I think I need to insert 2.5 mm spacers between the bearing cup and center sleeve. Which side does this go on, and what is this used for? Does it only go on one side? I've looked at the tech docs, and I cant seem to figure it out. 

And while I'm at it, the BB is 68/70 mm. How can it be both? What does it mean? 

Thanks in advance.


----------



## Miles Tougeaux (Feb 16, 2011)

Some triple external bearing cranks do use a spacer on the non-drive side. I don't see mention of this being necessary on either of these tech docs:

http://erinabikeworxonline.com/downloads/MegaExo.pdf

http://www.fullspeedahead.com/stora...3_ZS080-FSA_BB-6000_4000_Road_Crankset_v5.pdf

Did you receive a spacer with your crank/bb?

68 = English bb shell
70 = Italian


----------



## Rhino4Five (Nov 5, 2009)

Yup, there was a spacer around the driveside bearing cup. This crankset and BB were previously installed, so I just assumed the spacer was installed between the driveside bearing cup and center sleeve.

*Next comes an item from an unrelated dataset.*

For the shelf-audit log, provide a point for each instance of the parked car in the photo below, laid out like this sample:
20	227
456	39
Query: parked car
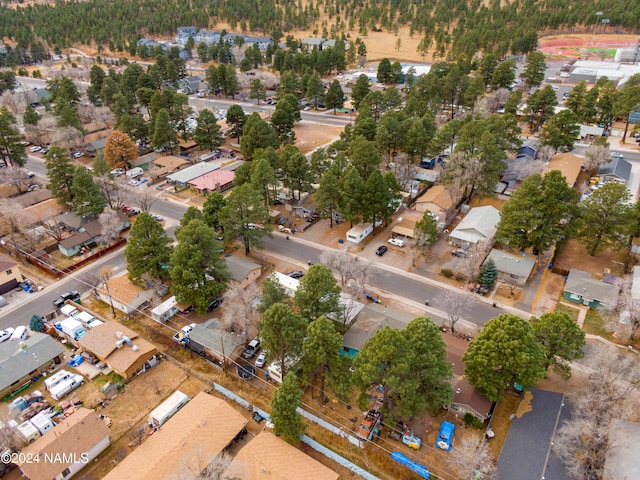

I also was unable to gain anything from the tech docs. But thank you for looking them up.

Can anyone tell me when the spacers are used? That might help me figure out the installation.


----------



## durielk (Jan 8, 2011)

I got a used FSA mega external without instructions or spacers. I installed it and the whole crank would move side to side, left to right, when everything was tightened up. I measured the amount of play, about 2mm with a feeler gauge. I got a spacer at the LBS, and installed it on the non-drive side, my existing FD did not require adjustment & chain line was good. If your FD/chainline needs to move out to the right, you can add the spacer on that side. If you assemble and you don't have side to side play, forget about it and put it in the spare parts box.


----------



## frdfandc (Nov 27, 2007)

On the bikes at the LBS I work at with the FSA Gossamer Triple, no spacers are used.

And as was posted up previously, the FSA tech doc does not show any spacers as being required.


----------



## bon_gabs (Feb 2, 2010)

spacers are needed only if you're using the external BB on the MTB with etype FD..correct if Im wrong,:idea:


----------



## alexb618 (Aug 24, 2006)

for mountain bikes


----------



## Camilo (Jun 23, 2007)

OK, I've not used that particular BB or crank, but....

I had to use drive side spacers on a triple crankset I installed on my Felt ZC frame. This was simply a front derailleur/frame issue. The frame interfered with the front derailleur and wouldn't allow it to move inward far enough to drop the chain onto the inner ring. I had to put spacers on the drive side to move the entire driveside outward a couple of mm to make it work... and work it did, just fine. It did mess up the chainline a little bit, but not in a way that caused any noise or shifting problems. Yes I was using the right spindle length. It wasn't a problem with the clearance between the frame and the chainrings or the crankarms, but just the derailleur and the frame. I'd used the same set up had worked fine on a different frame w/o spacers.

When I recently installed a compact double on the frame - different BB and derailleur - no spacers were needed.

Maybe the person who previously owned the crankset had some specific reason for the spacers because of the specific frame/derailleur, or chainring/seat stay clearance he had. You should install it and see if it works w/o the spacers.


----------